L'impulso, guidato dall'aumento degli estrogeni, non è un banale desiderio di spendere ma una precisa "strategia sociale" inconscia, volta a massimizzare la visibilità pubblica per attrarre potenziali partner
Ogni anno nel mondo si spendono miliardi di dollari in beni di fascia alta: abiti firmati, gioielli preziosi e auto super performanti. Ma se per molti si tratta di un semplice status symbol, per le donne esiste una variabile biologica in più: i giorni del ciclo ormonale. Quella che all’apparenza potrebbe sembrare una scusa strampalata per amanti dello shopping selvaggio, in realtà è una solida ipotesi scientifica. Un nuovo studio pubblicato sulla rivista PLOS One da un team di esperti della Jeonbuk National University (Corea del Sud) rivela infatti come le fluttuazioni ormonali legate alla fertilità guidino inconsciamente i comportamenti di consumo femminili. Secondo i ricercatori, in prossimità dell’ovulazione – quando la fertilità è massima e i livelli di estrogeni aumentano – nel cervello si attiva un obiettivo di accoppiamento fisiologico. Questo impulso si traduce in una tendenza a utilizzare oggetti di lusso vistosi (come borse o scarpe firmate e abiti con loghi evidenti) con un fine evolutivo preciso: attirare l’attenzione maschile e farsi notare dal maggior numero possibile di potenziali partner.
La teoria delle due fasi: prima si attira, poi si seleziona
La scoperta sfida la letteratura scientifica precedente, secondo la quale le donne utilizzerebbero il lusso come una sorta di “deterrente” (mate screening), esibendo standard elevati per allontanare i corteggiatori indesiderati.

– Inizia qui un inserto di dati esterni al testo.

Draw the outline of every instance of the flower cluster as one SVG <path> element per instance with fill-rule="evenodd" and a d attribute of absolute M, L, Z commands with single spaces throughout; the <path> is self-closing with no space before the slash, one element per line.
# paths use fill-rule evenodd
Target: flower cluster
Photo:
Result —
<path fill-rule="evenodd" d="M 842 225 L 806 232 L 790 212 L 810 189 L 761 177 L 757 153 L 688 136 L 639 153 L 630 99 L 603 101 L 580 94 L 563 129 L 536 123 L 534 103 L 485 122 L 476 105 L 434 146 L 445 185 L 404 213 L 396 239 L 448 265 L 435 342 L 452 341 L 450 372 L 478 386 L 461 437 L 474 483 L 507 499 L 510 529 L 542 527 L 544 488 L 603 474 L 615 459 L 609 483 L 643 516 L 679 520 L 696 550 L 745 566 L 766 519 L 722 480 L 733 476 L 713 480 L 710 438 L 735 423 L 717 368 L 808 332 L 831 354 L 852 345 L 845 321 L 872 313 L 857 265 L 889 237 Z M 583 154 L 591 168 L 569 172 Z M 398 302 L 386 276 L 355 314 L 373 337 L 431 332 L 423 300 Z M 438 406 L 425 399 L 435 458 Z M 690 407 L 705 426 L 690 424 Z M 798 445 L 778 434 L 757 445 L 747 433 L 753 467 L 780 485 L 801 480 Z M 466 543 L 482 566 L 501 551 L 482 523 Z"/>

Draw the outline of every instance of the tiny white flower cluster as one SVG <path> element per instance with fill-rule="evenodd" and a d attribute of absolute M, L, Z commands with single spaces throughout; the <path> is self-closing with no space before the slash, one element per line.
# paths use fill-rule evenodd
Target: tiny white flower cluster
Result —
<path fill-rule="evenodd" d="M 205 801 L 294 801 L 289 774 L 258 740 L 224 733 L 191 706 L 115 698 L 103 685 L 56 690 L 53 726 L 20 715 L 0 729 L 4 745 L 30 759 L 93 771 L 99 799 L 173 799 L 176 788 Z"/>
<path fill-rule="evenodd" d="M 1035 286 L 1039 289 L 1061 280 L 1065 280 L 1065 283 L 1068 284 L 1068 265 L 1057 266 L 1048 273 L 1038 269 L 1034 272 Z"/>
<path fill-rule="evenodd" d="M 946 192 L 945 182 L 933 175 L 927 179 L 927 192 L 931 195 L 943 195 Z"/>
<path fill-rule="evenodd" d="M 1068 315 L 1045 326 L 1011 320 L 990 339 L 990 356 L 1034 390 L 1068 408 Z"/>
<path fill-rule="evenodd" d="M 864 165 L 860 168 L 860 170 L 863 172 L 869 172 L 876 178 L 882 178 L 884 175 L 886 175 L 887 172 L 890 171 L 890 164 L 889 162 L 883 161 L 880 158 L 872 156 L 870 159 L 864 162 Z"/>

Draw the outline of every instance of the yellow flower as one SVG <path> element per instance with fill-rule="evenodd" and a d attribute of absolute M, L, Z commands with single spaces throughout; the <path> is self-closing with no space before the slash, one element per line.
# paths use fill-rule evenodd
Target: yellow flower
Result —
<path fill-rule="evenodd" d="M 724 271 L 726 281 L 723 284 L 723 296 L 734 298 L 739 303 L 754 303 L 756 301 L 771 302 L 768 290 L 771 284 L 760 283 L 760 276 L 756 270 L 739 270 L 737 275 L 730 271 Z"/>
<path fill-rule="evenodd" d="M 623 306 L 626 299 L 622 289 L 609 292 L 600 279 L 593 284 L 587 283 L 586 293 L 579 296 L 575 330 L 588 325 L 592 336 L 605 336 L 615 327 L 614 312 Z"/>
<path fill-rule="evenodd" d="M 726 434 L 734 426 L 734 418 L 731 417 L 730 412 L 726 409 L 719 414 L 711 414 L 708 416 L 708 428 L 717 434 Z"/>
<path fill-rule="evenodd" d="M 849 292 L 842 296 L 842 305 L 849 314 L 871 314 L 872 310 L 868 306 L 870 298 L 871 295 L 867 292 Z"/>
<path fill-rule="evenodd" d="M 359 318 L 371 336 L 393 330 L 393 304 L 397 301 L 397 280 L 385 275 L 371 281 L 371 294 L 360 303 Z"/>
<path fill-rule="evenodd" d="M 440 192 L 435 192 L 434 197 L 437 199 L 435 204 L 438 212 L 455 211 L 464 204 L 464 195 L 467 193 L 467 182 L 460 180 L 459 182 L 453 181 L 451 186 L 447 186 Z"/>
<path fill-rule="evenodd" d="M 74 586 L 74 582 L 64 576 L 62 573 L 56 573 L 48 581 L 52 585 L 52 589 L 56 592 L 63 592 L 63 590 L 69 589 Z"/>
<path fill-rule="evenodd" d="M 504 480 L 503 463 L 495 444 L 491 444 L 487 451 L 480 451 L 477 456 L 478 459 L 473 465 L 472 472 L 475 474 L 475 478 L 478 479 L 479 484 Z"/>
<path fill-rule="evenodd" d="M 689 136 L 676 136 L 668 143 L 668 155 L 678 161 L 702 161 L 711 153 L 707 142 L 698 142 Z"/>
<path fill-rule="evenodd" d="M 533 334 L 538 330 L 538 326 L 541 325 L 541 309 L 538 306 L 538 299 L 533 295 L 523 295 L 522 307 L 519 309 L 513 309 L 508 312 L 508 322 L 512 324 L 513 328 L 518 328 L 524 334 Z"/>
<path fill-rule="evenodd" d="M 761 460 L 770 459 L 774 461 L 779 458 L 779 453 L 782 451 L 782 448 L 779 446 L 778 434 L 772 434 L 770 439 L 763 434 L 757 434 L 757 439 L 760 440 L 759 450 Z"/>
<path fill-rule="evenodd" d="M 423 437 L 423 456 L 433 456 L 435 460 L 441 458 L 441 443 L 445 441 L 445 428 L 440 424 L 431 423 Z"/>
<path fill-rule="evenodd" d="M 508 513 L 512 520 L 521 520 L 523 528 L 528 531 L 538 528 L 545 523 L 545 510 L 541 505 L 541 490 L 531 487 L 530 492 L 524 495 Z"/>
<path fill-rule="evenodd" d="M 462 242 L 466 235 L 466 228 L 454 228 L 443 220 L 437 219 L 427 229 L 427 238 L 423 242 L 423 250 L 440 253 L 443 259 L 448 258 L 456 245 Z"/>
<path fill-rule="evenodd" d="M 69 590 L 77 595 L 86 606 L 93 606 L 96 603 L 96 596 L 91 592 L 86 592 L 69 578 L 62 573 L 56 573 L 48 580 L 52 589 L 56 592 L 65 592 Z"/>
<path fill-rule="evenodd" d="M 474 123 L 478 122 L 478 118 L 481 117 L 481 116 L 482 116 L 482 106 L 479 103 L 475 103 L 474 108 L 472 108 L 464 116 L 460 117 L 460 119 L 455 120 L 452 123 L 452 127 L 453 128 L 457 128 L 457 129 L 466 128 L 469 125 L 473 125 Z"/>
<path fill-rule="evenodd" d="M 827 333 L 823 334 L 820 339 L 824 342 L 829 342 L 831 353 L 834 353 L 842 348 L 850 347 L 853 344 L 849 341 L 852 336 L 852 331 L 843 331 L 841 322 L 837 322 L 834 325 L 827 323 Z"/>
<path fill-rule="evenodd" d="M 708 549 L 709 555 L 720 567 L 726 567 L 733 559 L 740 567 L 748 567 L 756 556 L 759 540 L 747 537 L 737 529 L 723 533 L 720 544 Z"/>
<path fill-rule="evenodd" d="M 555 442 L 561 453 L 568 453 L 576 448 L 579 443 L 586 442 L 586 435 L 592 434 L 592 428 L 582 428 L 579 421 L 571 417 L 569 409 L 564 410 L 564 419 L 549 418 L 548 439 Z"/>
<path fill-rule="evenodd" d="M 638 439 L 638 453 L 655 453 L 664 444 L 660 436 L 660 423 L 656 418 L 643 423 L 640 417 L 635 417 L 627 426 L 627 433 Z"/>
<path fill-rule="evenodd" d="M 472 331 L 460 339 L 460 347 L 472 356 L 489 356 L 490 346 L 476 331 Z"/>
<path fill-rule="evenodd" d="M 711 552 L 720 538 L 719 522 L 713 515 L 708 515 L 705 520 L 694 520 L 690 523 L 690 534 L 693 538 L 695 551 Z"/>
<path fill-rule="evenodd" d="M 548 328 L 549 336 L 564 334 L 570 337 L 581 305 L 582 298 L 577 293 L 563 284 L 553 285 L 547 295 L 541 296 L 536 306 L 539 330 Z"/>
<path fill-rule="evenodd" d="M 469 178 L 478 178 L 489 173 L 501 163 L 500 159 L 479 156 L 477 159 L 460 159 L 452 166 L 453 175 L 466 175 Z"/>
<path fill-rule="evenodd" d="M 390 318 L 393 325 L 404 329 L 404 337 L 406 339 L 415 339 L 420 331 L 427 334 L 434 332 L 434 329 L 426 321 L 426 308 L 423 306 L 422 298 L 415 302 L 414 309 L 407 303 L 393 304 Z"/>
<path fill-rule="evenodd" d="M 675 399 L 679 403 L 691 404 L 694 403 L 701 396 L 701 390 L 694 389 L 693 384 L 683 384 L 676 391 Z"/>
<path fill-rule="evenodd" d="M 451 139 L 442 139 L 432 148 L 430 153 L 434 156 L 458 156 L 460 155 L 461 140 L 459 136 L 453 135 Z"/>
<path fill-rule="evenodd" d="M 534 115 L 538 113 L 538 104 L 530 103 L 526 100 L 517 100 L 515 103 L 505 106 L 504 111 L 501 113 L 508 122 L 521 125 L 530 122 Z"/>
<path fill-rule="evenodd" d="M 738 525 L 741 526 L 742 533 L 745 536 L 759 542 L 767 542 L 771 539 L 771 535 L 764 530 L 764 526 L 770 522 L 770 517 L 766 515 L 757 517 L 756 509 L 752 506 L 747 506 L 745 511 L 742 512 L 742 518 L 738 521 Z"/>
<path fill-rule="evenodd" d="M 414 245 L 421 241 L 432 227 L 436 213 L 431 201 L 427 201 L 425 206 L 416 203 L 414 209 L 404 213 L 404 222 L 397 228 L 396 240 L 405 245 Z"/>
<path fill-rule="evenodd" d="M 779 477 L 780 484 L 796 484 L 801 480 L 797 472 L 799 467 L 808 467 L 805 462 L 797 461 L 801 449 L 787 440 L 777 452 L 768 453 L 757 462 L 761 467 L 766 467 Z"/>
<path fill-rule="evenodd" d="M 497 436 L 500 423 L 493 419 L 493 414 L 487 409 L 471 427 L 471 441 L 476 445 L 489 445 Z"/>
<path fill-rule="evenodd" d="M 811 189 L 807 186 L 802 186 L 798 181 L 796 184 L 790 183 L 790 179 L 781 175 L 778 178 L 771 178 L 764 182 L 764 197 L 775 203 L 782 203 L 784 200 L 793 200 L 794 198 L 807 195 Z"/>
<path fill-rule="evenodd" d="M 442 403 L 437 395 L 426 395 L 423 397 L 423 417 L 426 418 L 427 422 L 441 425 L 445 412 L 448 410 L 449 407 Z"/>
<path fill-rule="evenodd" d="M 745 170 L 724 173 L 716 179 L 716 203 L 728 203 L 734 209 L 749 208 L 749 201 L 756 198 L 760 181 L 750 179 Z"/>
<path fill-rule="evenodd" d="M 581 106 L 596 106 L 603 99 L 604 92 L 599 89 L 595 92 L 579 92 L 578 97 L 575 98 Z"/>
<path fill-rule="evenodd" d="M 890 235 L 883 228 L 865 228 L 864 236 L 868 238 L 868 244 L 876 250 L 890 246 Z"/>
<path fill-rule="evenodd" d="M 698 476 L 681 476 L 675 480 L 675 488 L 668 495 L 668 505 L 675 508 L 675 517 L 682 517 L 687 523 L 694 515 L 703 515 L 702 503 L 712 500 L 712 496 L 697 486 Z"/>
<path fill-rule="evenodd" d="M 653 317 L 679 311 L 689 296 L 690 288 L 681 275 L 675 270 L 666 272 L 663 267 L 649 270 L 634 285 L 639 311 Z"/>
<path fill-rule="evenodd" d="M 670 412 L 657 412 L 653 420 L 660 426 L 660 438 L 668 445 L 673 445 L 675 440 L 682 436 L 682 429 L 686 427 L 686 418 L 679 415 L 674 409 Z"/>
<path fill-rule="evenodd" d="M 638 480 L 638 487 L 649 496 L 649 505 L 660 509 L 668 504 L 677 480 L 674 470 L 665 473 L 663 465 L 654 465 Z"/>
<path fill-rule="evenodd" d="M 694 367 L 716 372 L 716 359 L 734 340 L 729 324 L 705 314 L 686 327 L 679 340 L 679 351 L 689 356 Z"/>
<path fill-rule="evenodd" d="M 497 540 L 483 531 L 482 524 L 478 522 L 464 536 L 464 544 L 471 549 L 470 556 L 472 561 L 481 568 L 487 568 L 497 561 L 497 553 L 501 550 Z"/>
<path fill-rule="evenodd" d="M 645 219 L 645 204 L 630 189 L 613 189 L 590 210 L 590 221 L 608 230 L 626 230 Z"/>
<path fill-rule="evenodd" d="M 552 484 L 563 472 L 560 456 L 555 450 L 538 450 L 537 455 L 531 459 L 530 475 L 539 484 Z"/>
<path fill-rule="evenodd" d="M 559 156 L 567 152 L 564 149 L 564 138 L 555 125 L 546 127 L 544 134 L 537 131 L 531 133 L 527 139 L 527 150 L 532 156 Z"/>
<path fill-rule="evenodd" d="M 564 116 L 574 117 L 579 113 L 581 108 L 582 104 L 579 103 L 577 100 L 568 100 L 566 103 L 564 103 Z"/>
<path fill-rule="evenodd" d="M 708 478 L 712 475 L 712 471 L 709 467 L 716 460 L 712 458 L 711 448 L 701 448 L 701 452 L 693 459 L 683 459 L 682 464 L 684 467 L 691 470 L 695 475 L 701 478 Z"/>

Il team coreano ha riconciliato questa apparente contraddizione proponendo un modello a due fasi:
Per verificare l’ipotesi, l’équipe guidata da Aekyoung Kim ha condotto ben tre studi incrociati, utilizzando sia l’analisi dei livelli ormonali tramite campioni di urina, sia metodi di indagine statistica per stimare la fase del ciclo mestruale.
Studio 1 (Il test dei loghi): Coinvolgendo 70 studentesse universitarie (che non assumevano contraccettivi ormonali), i ricercatori hanno chiesto loro di disegnare i loghi di marchi iconici come Gucci, Chanel e Louis Vuitton. In prossimità dell’ovulazione, le partecipanti hanno disegnano loghi significativamente più grandi rispetto alla fase di bassa fertilità, ma solo se i prodotti erano destinati a loro stesse. Quando dovevano consigliare un acquisto a un’altra donna, l’effetto svaniva, quasi a voler evitare che una potenziale rivale attirasse gli stessi sguardi.
Studio 2 (Pubblico vs Privato): Monitorando un campione iniziale di ben 1.486 donne, è emerso che durante l’ovulazione cresce sensibilmente l’intenzione di acquistare beni di lusso, ma solo se destinati a essere esibiti in pubblico. Per i prodotti da consumare nel privato della propria casa (dove nessuno può vederli), l’effetto svanisce. Questo conferma che l’impulso è legato alla visibilità e non a un generico desiderio di spendere.
Studio 3 (Il fattore efficacia): Un terzo test su 966 partecipanti ha offerto la prova del nove. Mettendo le donne di fronte alla scelta reale di un buono regalo da 100 dollari, quelle in fase ovulatoria hanno preferito nettamente un marchio di lusso (Polo Ralph Lauren) rispetto a uno economico (Old Navy). Tuttavia, dopo aver fatto leggere loro una finta ricerca in cui si dimostrava che gli uomini non prestano alcuna attenzione agli abiti firmati, la preferenza per il lusso si è azzerata.
Non è un impulso allo shopping, è una “strategia sociale”
“Ciò che abbiamo trovato più interessante – spiegano gli autori della ricerca – è che l’effetto dell’ovulazione sul desiderio di beni di lusso non si limita a un generale aumento della preferenza per prodotti costosi. Piuttosto, sembra essere una strategia sociale: l’effetto si intensifica quando il consumo è visibile e personalmente rilevante, ma scompare quando le donne credono che gli gli uomini non prestino attenzione a tali segnali”. Gli scienziati invitano comunque alla cautela nella lettura dei dati: gli studi non sono stati progettati per produrre evidenze matematiche di causalità diretta e i risultati non possono essere applicati indistintamente a ogni singolo contesto in cui le donne cercano di attrarre un partner. Tuttavia, la ricerca dimostra in modo brillante una realtà spesso sottovalutata: la nostra biologia e la salute ormonale continuano a esercitare un’influenza profonda, e spesso del tutto inconscia, sulle nostre scelte cognitive e sui comportamenti della vita quotidiana.